Mysql compatible proxy to Elasticsearch, Mongo, Google Datastore backend sources, including join.
Make data more accessible and usable by querying data existing datasources using mysql protocol.
This proxy translates from mysql to backend protocol (elasticsearch, mongo, etc) by implementing a full
relational algebra layer to run sql queries and poly-fill missing features.
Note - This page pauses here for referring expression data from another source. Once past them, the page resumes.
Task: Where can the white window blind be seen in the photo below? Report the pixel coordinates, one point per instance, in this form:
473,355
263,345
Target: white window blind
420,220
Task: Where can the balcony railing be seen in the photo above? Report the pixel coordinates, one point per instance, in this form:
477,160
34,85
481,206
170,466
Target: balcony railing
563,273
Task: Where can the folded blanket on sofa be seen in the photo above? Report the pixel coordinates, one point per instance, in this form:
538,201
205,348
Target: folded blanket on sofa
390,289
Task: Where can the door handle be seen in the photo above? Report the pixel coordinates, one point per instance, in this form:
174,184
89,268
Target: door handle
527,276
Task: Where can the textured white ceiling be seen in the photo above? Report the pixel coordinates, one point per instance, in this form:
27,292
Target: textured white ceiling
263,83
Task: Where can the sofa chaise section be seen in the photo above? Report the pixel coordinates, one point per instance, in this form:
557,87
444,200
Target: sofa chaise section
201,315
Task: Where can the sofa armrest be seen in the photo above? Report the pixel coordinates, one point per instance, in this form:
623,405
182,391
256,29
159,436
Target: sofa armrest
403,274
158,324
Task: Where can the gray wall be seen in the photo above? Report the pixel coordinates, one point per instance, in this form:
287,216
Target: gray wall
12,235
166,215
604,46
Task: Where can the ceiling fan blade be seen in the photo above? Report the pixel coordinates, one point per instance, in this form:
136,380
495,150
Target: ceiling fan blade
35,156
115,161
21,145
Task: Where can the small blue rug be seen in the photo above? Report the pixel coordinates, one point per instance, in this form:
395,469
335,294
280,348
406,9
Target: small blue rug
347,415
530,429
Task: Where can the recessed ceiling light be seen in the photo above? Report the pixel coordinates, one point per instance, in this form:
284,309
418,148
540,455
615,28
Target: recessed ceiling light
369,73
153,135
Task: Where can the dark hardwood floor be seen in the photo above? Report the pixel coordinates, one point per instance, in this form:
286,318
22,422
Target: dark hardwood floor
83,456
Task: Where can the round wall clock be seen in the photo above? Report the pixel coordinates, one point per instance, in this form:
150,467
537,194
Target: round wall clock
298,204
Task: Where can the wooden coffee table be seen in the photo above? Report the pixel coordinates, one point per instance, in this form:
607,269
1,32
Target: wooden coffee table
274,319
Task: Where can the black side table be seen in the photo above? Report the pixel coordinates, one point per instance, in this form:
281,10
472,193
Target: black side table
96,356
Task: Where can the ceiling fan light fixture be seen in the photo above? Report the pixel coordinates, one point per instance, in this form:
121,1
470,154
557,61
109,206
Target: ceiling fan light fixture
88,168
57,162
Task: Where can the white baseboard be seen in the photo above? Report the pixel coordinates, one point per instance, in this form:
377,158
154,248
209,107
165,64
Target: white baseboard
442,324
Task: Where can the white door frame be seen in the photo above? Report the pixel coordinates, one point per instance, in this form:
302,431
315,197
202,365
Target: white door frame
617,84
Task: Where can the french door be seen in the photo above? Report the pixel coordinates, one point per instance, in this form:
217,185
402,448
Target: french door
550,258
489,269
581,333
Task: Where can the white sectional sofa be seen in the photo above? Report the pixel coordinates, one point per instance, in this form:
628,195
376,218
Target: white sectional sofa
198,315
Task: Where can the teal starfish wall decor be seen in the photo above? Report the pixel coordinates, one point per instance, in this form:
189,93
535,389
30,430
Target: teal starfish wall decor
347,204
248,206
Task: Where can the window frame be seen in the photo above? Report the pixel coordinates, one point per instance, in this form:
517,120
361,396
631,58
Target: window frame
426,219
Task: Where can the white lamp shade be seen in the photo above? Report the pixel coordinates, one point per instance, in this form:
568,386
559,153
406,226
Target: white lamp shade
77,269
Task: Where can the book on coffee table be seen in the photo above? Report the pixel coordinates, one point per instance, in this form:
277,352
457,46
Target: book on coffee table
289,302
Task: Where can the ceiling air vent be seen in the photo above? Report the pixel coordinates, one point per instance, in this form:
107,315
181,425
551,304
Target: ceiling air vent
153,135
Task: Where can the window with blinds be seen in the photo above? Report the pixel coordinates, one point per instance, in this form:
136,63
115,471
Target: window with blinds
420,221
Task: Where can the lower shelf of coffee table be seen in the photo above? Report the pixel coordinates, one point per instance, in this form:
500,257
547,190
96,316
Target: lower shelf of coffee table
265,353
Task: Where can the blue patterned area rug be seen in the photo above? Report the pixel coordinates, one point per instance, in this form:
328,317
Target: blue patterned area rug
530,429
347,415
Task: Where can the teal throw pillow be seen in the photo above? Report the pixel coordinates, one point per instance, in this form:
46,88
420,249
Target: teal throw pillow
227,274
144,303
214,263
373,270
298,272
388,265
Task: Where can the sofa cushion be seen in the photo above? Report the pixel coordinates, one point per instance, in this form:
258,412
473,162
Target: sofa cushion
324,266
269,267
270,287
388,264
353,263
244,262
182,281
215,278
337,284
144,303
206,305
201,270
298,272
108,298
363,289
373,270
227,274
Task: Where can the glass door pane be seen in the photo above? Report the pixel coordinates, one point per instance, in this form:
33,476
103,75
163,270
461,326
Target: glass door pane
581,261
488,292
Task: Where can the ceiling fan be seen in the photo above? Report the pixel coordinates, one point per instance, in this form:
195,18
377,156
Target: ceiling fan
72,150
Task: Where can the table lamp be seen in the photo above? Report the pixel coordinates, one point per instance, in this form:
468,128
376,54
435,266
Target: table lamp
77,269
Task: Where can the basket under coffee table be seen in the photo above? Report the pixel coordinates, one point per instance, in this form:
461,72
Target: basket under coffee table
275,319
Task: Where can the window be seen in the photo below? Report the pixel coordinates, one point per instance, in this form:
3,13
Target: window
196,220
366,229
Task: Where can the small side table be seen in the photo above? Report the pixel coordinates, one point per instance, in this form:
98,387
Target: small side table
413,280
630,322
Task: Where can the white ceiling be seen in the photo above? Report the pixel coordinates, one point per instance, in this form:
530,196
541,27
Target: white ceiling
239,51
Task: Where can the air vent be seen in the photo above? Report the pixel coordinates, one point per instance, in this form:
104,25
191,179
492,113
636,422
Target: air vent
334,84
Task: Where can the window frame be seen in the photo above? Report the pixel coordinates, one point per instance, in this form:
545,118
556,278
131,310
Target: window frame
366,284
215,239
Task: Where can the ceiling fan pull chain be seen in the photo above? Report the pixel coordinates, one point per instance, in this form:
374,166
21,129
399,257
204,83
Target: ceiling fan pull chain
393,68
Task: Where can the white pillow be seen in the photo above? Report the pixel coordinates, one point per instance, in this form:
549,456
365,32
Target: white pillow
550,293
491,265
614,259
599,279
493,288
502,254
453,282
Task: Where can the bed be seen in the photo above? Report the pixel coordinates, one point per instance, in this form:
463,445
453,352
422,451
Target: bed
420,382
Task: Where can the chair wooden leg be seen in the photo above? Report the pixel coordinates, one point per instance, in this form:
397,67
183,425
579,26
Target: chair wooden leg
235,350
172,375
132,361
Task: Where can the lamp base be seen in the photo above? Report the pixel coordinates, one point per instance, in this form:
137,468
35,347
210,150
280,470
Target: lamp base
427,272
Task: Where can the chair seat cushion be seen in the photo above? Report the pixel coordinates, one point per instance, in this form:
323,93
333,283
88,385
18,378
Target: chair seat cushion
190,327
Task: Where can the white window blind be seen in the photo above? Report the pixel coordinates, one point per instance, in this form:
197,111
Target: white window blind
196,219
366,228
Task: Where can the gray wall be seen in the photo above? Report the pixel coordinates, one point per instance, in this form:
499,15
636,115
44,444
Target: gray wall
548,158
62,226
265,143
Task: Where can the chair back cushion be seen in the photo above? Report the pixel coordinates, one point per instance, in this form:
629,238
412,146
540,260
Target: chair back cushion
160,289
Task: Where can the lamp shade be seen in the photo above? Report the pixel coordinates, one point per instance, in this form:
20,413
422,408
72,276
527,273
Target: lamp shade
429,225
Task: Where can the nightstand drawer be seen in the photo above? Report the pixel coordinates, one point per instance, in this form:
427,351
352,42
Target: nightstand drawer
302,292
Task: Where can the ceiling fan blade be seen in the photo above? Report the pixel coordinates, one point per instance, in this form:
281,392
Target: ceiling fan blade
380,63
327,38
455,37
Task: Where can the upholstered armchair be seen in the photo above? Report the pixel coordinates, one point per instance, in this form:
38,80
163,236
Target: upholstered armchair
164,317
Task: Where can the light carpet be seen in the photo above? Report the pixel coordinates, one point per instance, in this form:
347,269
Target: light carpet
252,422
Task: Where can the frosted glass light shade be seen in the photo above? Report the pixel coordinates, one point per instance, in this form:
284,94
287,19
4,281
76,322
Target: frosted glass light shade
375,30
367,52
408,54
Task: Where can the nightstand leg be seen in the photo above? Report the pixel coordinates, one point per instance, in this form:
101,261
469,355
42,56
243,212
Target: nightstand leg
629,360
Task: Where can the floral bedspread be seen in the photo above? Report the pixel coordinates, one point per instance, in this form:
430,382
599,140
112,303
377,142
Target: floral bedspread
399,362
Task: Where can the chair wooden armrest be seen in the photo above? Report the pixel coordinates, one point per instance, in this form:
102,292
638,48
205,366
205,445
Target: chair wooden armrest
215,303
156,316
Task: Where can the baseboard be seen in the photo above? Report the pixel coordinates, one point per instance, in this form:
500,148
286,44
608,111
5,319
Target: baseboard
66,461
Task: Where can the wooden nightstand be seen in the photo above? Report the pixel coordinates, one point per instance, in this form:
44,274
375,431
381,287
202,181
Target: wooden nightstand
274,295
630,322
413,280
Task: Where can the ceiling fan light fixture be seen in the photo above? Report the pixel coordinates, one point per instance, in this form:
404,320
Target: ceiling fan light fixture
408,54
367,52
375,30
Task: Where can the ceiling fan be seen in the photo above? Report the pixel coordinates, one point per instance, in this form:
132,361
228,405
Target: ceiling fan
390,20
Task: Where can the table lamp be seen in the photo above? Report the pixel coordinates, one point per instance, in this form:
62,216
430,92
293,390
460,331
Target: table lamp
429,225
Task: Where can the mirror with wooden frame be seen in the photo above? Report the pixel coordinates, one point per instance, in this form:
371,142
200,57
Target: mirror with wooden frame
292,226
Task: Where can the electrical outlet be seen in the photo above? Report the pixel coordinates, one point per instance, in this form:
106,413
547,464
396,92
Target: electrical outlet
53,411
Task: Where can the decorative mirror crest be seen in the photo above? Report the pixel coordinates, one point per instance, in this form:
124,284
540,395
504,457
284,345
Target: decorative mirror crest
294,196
So, a
backend key-value storage such as redis can now have aggregate functions, where etc.
- Distributed Distributed from the start, run queries across multiple servers
- Hackable DataSources Very easy to add a new DataSource for your custom data, files, json, csv, storage.
- Hackable Functions Add custom go functions to extend the sql language.
- Joins Get join functionality between heterogeneous sources.
- Frontends currently only MySql protocol is supported but Postgres, CQL, Memcached, etc are planned.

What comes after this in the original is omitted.